At 10am on Monday last week, US President Donald Trump announced that the US Central Command would immediately begin imposing a naval blockade on all ships leaving or entering Iranian ports, or that have paid a toll to Iran, physically boarding them if necessary. The stoppage does not apply to vessels transiting the Strait of Hormuz to or from non-Iranian ports, but it does bring greater scrutiny to shipping that has been sanctioned for supporting Iran and to shadow fleets operating to evade sanctions for carrying Iranian oil. No ships transited to or from Iranian ports in the first days after the US blockade was announced, indicating the threat of US naval power was enough to deter Tehran for a time as the US blockade essentially superseded and overwhelmed Iran’s.
Iran’s blockade was also only partial, blocking vessels from other countries while selectively allowing passage for those transporting Iranian oil and goods, such as ships heading to Chinese destinations. While there are important differences between the Middle East and the Indo-Pacific region, a blockade is a blockade and Trump should inform Chinese President Xi Jinping (習近平) when they meet next month that he can and would do the same thing in the Taiwan Strait if China attempts to blockade Taiwan.
The most important difference between the two situations is that China’s People’s Liberation Army is a far more powerful adversary than Iran’s non-nuclear military ever was, even before it was hammered by US and Israeli attacks. A second difference, which at one level can work to the US’ advantage, is the relative width of the two straits. The body of water separating Iran and the Arabian Peninsula is only 33.8km wide, which means that, even with only a few ships on each side confronting each other in the relatively confined space, the likelihood of contact — and conflict — would be dangerously high.
The Taiwan Strait, by contrast, is about 160km wide at its narrowest point, providing much greater space for naval maneuvering, avoidance of kinetic escalation and opportunity for negotiation to avoid direct conflict.

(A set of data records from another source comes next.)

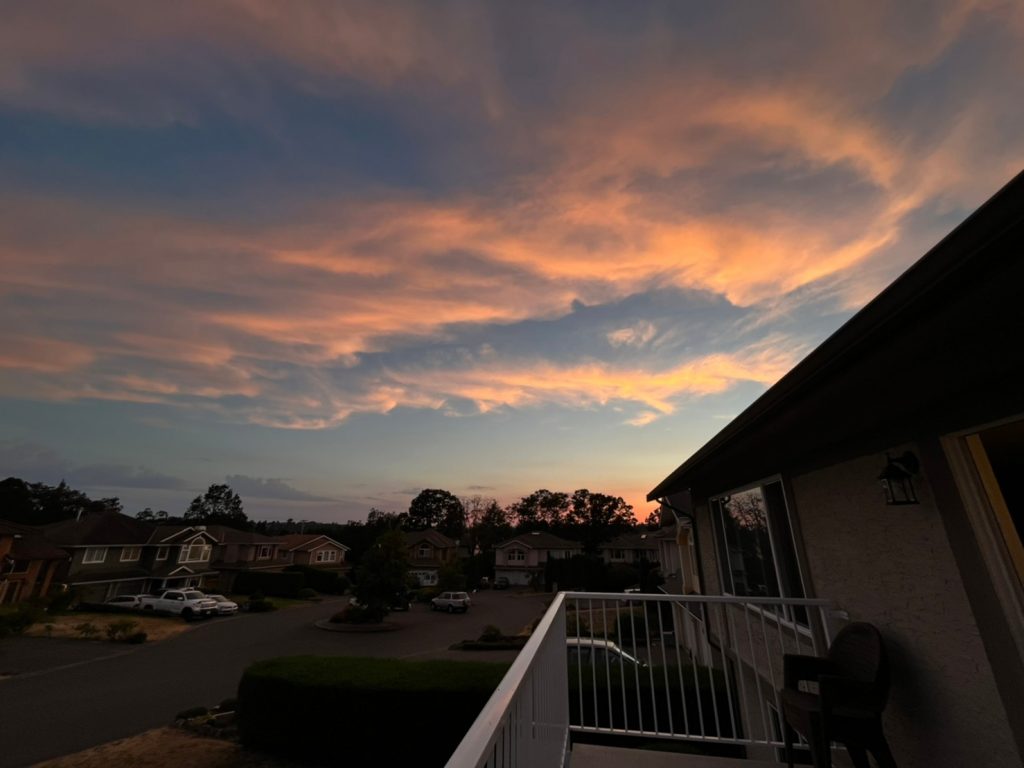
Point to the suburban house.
(28, 562)
(314, 549)
(242, 550)
(179, 556)
(629, 549)
(521, 559)
(885, 474)
(428, 552)
(108, 553)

That scenario works to the West’s advantage only if US and allied navies establish a more durable presence off Taiwan before China preempts that possibility with a new “status quo” that would require aggressive US or Western action to disrupt after China has hardened its maritime dominance. Western navies need to preemptively establish a more commanding presence than they presently enjoy with their sporadic Freedom of Navigation Operations (FON) by cruisers and smaller combatants such as frigates and destroyers. Unfortunately, no US or allied aircraft carrier has entered the Strait since 2007 and only one other has done so since 1979 when then-US president Jimmy Carter terminated the Mutual Defense Treaty with the Republic of China. Yet, like the Strait of Hormuz, the Taiwan Strait is an international waterway open to passage by commercial and military traffic of all nations despite China’s incessant efforts to treat it as a Chinese lake and to intimidate others to accept it as such. As the West’s FON program demonstrates, Beijing’s strategy has been partially successful in denying access to the Strait by carrier battle groups even though Chinese carriers routinely pass through the Strait. Regularizing Western transits before cross-strait conflict breaks out would reinforce its international status and could prevent the worst from happening.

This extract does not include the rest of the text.